Environmentalists hate the idea. So does Sen. Bill Nelson, a Florida Democrat who has made opposition to offshore drilling one of his signature issues. But as it turns out, it's unlikely that anybody -- from Russia, Cuba, the United States or anywhere else -- is going to get petroleum out of the OCS in the immediate future.

For a start, it takes time to set up a deep-water offshore drilling rig. And any Cuban effort would be further hampered by the need to use equipment with less than 10 percent American technology, to comply with the long standing U.S. embargo against Cuba. As my Reuters colleague Russell Blinch reported in June, there may be scope for possible U.S.-Cuban cooperation here but no Cuban drilling platform is likely to be in the area this year.

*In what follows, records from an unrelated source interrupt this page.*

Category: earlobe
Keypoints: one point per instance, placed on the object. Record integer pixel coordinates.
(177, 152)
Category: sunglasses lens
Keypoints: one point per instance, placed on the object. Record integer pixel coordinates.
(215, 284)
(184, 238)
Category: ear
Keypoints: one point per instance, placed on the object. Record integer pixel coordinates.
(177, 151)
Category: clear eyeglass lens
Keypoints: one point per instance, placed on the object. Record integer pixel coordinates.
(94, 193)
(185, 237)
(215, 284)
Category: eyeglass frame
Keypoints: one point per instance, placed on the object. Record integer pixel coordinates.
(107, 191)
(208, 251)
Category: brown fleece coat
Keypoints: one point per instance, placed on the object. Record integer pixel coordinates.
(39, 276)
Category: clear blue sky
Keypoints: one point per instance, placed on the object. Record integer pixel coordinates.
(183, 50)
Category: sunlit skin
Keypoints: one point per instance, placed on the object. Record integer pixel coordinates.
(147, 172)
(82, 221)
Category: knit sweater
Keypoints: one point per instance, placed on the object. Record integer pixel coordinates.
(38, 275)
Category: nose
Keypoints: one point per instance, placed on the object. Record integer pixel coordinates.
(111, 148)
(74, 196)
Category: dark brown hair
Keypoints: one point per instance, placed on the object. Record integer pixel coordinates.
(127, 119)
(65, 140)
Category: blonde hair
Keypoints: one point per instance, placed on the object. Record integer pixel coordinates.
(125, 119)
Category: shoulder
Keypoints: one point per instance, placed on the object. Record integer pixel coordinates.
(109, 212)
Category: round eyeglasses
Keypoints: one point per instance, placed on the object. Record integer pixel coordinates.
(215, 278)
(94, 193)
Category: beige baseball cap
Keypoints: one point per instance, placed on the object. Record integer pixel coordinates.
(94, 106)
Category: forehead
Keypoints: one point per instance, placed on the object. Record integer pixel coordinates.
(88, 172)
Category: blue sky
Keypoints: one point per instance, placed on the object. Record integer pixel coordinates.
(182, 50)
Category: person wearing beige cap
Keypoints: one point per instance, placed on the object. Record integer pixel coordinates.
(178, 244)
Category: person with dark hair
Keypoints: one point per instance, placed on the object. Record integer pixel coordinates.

Reports of a Russian-Cuban deal to explore for oil in the Gulf of Mexico prompted a quick response from the Institute for Energy Research, self-described as a free-market energy think-tank.

"This agreement between Russia and Cuba should serve as a wake-up call to Congress and this administration, especially (Interior) Secretary (Ken) Salazar, who is slow-walking a new offshore energy blueprint for the nation," the institute's president, Thomas Pyle, said in a statement. "If we are to remain competitive in the global market, our government must take its foot off the brake, and expand domestic energy production of all forms, onshore and off.”

What's your take? Should the United States drill baby drill off Florida's coast, reasoning that if U.S. companies don't, Russia and Cuba will? Keep a congressional ban in place? Or wait and see?